A holistic approach to academic integrity in a CS1 MOOC

Joyner, D. A. (2017). A holistic approach to academic integrity in a CS1 MOOC. In Proceedings of Learning with MOOCs IV. Austin, TX.

Academic dishonesty presents issues in computer science education. Online environments often exacerbate these issues, such as in Harvard’s popular CS50 class (Bidgood & Merrill 2017). These issues challenge acceptance of MOOCs for college credit.

Efforts exist to address this. Some look at multiple-account cheating (Northcutt, Ho & Chuang 2016). Others emphasize simulation-based grading to expand the space of possible answers while preserving autogradable metrics (Jensen, Lee & Seshia 2013; Salzmann, Gillet & Piguet 2016); these closely approximate automatically-graded programming assignments (Geigle, Zhai & Ferguson 2016).

Georgia Tech’s CS1301x: Introduction to Computing

In 2016, Georgia Tech developed an online version of CS1301: Introduction to Computing focusing on enrolled students at Georgia Tech. A self-paced option was kept in mind to offer credit to future or nontraditional students at MOOC scale. Taught in Python, the course takes advantage of the online environment, including a self-paced structure, rapid individual feedback, and automated evaluation.

CS1301x’s availability for credit dictated a need to provide reliable endorsement – including asserting academic integrity – at scale, but many of the online learning environment makes asserting academic integrity challenging.

A Holistic Approach

In designing courses, cheating and plagiarism detection is often applied to already-existing course designs rather than dictating the design of the course itself. In designing CS1301x, we instead adopted a holistic approach where preventing academic dishonesty guided the actual design of the course.

Homework

First, preventing collaboration on homework was impossible: early assignments are too simple to reliably identify anything but the laziest instances of cheating. Similarly, it was important to provide exemplary solutions, introducing the risk of multiple-account cheating.

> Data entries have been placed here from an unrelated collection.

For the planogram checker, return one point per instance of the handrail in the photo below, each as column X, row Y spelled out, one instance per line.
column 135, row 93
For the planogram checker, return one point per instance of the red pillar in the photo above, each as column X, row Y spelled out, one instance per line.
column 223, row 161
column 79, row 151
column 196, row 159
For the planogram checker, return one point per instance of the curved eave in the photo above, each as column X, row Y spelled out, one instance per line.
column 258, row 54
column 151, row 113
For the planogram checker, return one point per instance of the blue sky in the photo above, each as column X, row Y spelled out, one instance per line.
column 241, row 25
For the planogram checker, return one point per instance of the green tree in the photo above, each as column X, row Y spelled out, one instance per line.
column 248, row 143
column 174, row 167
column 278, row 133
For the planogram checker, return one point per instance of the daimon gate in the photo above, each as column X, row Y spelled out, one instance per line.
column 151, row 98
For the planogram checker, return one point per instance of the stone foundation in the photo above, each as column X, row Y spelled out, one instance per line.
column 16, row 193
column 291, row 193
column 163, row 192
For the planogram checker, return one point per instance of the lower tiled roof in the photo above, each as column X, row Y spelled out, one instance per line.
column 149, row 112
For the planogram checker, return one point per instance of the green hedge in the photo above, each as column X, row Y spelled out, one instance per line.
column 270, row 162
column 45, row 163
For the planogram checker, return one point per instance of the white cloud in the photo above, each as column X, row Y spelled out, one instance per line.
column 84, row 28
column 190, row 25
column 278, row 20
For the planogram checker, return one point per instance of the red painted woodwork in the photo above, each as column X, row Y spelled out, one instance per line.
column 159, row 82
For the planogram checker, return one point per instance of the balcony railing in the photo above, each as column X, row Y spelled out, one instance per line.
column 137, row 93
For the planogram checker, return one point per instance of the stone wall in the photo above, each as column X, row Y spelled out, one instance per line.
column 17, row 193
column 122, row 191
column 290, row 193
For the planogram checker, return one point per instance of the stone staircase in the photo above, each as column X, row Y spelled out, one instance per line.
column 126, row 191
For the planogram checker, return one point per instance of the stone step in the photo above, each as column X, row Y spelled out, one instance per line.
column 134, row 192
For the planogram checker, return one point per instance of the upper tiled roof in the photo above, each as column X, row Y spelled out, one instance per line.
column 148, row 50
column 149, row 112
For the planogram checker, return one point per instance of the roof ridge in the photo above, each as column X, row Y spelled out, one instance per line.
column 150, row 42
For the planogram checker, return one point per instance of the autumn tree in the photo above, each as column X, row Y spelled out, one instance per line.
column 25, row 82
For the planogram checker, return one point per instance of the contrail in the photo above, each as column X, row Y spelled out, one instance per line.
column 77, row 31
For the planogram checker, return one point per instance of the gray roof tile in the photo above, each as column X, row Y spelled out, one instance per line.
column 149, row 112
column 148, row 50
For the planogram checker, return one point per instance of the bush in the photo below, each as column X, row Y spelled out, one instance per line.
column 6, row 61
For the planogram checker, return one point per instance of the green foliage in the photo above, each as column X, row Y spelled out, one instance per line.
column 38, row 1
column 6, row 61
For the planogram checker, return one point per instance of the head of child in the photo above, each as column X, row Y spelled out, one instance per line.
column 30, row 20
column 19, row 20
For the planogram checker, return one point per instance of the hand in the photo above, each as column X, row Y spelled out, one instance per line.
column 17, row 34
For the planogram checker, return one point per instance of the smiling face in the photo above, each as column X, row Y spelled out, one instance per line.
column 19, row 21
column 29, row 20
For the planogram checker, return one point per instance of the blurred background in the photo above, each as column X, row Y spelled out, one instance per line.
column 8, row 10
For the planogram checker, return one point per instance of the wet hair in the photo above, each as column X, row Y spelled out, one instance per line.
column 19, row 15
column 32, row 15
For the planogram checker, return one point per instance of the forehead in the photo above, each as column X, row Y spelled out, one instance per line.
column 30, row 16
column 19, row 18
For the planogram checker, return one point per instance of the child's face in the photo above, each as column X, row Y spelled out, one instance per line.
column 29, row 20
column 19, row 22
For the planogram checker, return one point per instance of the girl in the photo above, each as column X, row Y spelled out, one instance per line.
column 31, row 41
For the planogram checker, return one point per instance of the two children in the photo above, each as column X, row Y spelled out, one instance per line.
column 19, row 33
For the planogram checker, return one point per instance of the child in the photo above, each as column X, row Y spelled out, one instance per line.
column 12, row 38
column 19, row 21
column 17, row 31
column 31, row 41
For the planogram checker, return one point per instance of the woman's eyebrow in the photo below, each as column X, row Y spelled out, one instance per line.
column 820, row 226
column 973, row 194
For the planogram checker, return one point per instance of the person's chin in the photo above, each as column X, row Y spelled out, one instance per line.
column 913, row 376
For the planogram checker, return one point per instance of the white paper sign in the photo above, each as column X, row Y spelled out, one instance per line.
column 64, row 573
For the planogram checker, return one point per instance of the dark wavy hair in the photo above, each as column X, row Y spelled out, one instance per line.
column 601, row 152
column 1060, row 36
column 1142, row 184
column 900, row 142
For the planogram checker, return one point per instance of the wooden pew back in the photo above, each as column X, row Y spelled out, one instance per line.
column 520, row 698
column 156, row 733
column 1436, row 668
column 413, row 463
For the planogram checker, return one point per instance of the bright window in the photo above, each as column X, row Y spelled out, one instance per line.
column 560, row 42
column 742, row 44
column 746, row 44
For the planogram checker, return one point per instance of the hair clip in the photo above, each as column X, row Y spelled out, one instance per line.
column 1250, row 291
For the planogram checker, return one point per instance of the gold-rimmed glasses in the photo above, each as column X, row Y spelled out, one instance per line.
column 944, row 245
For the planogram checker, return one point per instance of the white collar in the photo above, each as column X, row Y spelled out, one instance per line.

Therefore, we explicitly allowed collaboration on homework and granted unlimited attempts at most problems. Thus, students may focus on homework as a learning opportunity, without the high stakes that would otherwise motivate dishonesty.

Tests

However, completion of homework is therefore not a reliable indicator of ability. So, half of the course grade is based on proctored tests. Achieving a passing grade requires strong performance on tests regardless of homework grades. These tests, then, must be sufficient indication of the student’s skill.

A digital proctoring service, Proctortrack from Verificient, asserts the straightforward parts of academic honesty during tests: no external aid, no live collaboration, and one attempt per student (not per account).

However, the self-paced structure risks asynchronous collaboration: students who previously completed a test may share information with those who have not. To avoid this, the tests are designed to limit the usefulness of such information-sharing. First, we share preparation material listing the problems students will be given. To compensate, the questions are made challenging, and students are urged to work out solutions in advance. Second, problems are graded automatically and immediately, without partial credit. The problems’ complexity makes it unlikely that a student could sufficiently memorize solutions without significant content knowledge, and live feedback in lieu of partial credit means students must debug and resolve issues live during the test.

Summary

Thus, the endorsement of a student’s ability is based on proctored tests with reliable measures against live collaboration. Asynchronous collaboration is mitigated by providing information that could otherwise be shared, and by writing problems with the complexity and structure necessary to endorse students’ ability regardless of previous collaboration and preparation.

References

Bidgood, J. & Merrill, J. (2017, May 30). As Computer Coding Classes Swell, So Does Cheating. New York Times, pp. A1.

Geigle, C., Zhai, C., & Ferguson, D. C. (2016, April). An Exploration of Automated Grading of Complex Assignments. In Proceedings of the Third (2016) ACM Conference on Learning @ Scale (pp. 351-360). ACM.

Jensen, J. C., Lee, E. A., & Seshia, S. A. (2013, April). Virtualizing cyber-physical systems: Bringing CPS to online education. In Proc. First Workshop on CPS Education (CPS-Ed).

Northcutt, C. G., Ho, A. D., & Chuang, I. L. (2016). Detecting and preventing “multiple-account” cheating in massive open online courses. Computers & Education, 100, 71-80.

Salzmann, C., Gillet, D., & Piguet, Y. (2016, February). MOOLs for MOOCs: A first edX scalable implementation. In 2016 13th International Conference on Remote Engineering and Virtual Instrumentation (REV) (pp. 246-251). IEEE.